Et Zéineb, se relevant éperdue, alla chercher les confitures.

« Il ne sait rien, se dit-elle. Nasr’eddine est toujours le hodja Nasr’eddine : un aveugle qui rêve. »


Le reste, pour ce soir-là, c’est le secret de la foi musulmane. Ceux qui savent ne doivent pas dire : ils étaient deux époux, et, si ce n’est la religion, c’est la décence, si ce n’est la décence, c’est l’envie qui défendent de révéler le mystère. Mais celui qui dort seul, et même l’amant, car il n’est jamais sûr de son bonheur, rêve avant de s’endormir : « Qu’Allah m’en donne autant, et je le tiens quitte, en vérité. Il n’y a rien de mieux au monde ! » Quand Nasr’eddine sentait se desserrer un peu le beau collier que lui faisaient les bras de Zéineb, il lui paraissait étrange de ne pas sentir la morsure de la faim au creux de l’estomac, de ne plus avoir à plier les épaules devant un juge, et il s’émerveillait, lui qui durant douze mois de geôle avait été incapable de désirer autre chose que le sommeil, rien que le sommeil, de pouvoir à cette heure veiller joyeusement, une femme à ses côtés. Et puis il se rappelait : « En vérité, hier j’étais en prison. Qui donc m’avait dénoncé ? » Il croyait l’avoir deviné, mais sentait bien plus vivement sa jouissance actuelle que ses maux écoulés. En face de lui, sur une petite place, par-dessus le mur de son haremlik, croissait un très vieux platane, où un ménage de corbeaux, chaque année, avait coutume de faire son nid. La saison était déjà bien avancée, et l’on voyait, sur les hautes branches, les corvillons qui commençaient d’essayer, non pas encore leurs ailes, mais leurs pattes hésitantes.

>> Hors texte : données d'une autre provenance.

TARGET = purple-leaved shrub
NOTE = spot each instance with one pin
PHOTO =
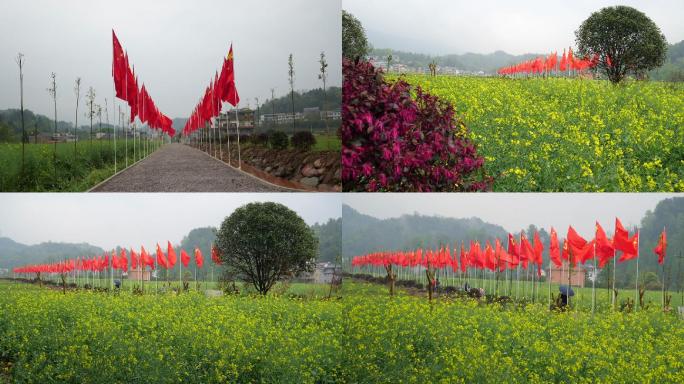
(393, 142)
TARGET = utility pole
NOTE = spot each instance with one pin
(77, 91)
(53, 93)
(91, 105)
(20, 62)
(256, 120)
(323, 76)
(290, 64)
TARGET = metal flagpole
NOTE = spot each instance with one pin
(636, 302)
(228, 138)
(663, 251)
(114, 121)
(612, 294)
(593, 280)
(126, 137)
(548, 277)
(237, 128)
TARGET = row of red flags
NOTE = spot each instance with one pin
(550, 64)
(126, 87)
(121, 261)
(221, 88)
(575, 250)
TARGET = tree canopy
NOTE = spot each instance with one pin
(263, 242)
(625, 41)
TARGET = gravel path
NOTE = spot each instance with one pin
(180, 168)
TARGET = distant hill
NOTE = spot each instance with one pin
(330, 100)
(14, 254)
(672, 70)
(10, 125)
(488, 63)
(362, 233)
(329, 239)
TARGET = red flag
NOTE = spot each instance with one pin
(489, 259)
(123, 261)
(227, 81)
(145, 258)
(170, 256)
(635, 245)
(215, 256)
(161, 259)
(134, 259)
(661, 248)
(604, 247)
(526, 251)
(621, 240)
(115, 260)
(464, 258)
(554, 249)
(185, 259)
(538, 249)
(199, 260)
(118, 68)
(575, 241)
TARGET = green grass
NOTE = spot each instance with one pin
(43, 171)
(327, 143)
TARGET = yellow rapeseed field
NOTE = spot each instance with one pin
(570, 134)
(362, 337)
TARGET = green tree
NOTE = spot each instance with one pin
(6, 134)
(354, 42)
(625, 41)
(263, 242)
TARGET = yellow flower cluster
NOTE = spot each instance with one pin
(364, 337)
(569, 134)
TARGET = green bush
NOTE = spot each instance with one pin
(278, 140)
(303, 140)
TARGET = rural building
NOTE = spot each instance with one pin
(322, 274)
(325, 272)
(280, 118)
(136, 274)
(49, 138)
(560, 275)
(245, 116)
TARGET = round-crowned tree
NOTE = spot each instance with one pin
(354, 42)
(262, 242)
(623, 39)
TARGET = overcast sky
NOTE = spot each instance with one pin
(515, 211)
(485, 26)
(175, 45)
(132, 219)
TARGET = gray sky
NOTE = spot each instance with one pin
(485, 26)
(132, 219)
(515, 211)
(176, 46)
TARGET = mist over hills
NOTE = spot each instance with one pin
(14, 254)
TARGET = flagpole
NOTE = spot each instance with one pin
(612, 294)
(237, 128)
(228, 138)
(593, 280)
(636, 302)
(663, 250)
(549, 279)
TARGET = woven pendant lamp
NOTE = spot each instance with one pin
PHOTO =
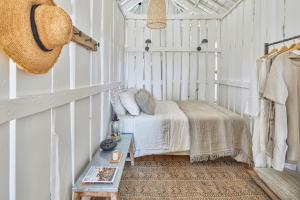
(157, 14)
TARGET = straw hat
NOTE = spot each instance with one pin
(33, 33)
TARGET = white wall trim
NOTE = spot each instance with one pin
(11, 109)
(235, 83)
(171, 49)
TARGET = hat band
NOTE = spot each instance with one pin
(34, 29)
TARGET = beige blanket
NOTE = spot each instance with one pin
(216, 132)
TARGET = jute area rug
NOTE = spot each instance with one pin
(180, 180)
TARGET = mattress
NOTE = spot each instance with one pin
(216, 132)
(165, 132)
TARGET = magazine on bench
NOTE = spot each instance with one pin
(100, 175)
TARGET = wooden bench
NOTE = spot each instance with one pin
(102, 158)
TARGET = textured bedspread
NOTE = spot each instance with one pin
(164, 132)
(216, 132)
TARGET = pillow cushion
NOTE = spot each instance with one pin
(146, 102)
(116, 102)
(128, 100)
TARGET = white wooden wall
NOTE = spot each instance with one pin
(50, 125)
(173, 69)
(243, 34)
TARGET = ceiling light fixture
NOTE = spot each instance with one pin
(157, 14)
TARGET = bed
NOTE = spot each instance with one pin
(216, 132)
(202, 130)
(162, 133)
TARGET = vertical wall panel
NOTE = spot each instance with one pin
(173, 69)
(96, 123)
(4, 161)
(63, 131)
(82, 140)
(33, 157)
(4, 76)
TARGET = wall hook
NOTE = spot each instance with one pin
(78, 33)
(204, 41)
(148, 41)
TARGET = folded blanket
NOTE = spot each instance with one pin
(216, 132)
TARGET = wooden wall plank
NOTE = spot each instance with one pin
(157, 75)
(82, 138)
(4, 76)
(4, 160)
(139, 73)
(96, 123)
(33, 157)
(63, 132)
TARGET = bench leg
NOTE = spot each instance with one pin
(131, 152)
(115, 196)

— Il y avait bien des corbeaux autour de la femelle, quand je suis parti, dit Nasr’eddine en rêvant.

— Ah ! répondit Zéineb, il ne reste plus que les deux qui ont fait le nid. C’est le proverbe : « Beaucoup pour l’amour, deux pour le ménage. »

Elle avait prononcé ces mots sans malice, mais Nasr’eddine la regarda d’une façon si étrange qu’elle crut que son cœur allait éclater d’épouvante.

« Je me trompais, il sait tout », pensa-t-elle.